Have you ever read a project codebase (yours or not yours) where you could find different ways of implementing the same thing? Different ways of implementing controllers, of writing tests. Don’t you think that is really bad?
If you answered yes to all the questions, I can say: me too :D
Recently I’ve worked in this codebase that has evolved trough time having different kinds of implementation for most of its basic components: different templates, different tests, different controllers, mainly because each developer had its better way, and no one bothered to synchronize with each other.
The result is that every time you open a specific file, you are not sure what to expect. And I had worked on it!
I wonder how someone that had never seen the code would react..

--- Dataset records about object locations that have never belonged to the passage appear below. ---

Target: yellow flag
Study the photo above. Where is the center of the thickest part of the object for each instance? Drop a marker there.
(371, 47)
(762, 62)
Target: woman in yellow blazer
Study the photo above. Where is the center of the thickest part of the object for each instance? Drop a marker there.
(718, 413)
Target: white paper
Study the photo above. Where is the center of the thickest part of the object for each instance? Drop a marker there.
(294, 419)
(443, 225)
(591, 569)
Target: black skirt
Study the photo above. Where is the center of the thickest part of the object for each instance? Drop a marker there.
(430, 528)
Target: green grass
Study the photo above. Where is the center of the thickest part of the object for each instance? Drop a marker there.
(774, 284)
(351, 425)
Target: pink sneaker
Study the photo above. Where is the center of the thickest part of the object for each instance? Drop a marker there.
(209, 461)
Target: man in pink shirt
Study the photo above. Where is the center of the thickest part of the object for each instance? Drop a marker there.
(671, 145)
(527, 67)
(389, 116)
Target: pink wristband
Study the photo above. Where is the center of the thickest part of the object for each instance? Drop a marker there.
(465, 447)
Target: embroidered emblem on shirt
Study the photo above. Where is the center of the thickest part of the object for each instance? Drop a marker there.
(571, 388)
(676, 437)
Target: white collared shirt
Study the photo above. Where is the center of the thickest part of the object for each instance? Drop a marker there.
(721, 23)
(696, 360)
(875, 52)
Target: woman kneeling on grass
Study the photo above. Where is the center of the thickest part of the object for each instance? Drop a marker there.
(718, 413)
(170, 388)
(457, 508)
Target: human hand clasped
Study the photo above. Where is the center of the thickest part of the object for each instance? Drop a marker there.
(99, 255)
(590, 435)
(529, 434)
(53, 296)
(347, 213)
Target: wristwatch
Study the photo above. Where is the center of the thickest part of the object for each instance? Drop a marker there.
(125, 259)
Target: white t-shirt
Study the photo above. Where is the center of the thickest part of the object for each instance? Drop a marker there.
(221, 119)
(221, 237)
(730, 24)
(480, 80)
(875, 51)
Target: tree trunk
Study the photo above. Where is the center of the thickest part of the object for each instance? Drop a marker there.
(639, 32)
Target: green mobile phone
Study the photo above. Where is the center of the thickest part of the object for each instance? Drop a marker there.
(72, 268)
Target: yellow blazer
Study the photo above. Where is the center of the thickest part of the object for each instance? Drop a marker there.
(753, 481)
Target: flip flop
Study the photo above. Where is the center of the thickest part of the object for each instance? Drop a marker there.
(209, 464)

When looking back in the way we developed it, I kept thinking in how it would be much better if our team could develop code as one person would, having the same way of constructing the same things, having… standards.
But standards? How about innovation? We’ll just keep doing the same s£%^ code for years this way.. I know what you might be thinking, I had the same thoughts in the first time.
But there is where I think we can also learn from Toyota. They have standards, but they can change at any time, and I believe this could be easily applied to software projects.
Just because all the team decides how to build something, it doesn’t mean that they have to do it during all the project. Agile should be evolutionary, so the current standards should be always challenged. We only have to make sure that at any given moment, everybody should know the ways we write code.
And if I’ve found some case where the way we write controller’s tests doesn’t work, I can change it, and make sure that everybody knows what I’m doing. And to do this I might need just two simple tools: communication and (maybe) a simple wiki, where the team can write the standards being used.
And how about the benefits?
Well, having coding standards, the knowledge transmission among the team will be much better, since everybody will be forced to communicate and discuss why we are doing things this way. As a secondary benefit :D , you’ll develop code that is much more compreensible, manteainable and well documented.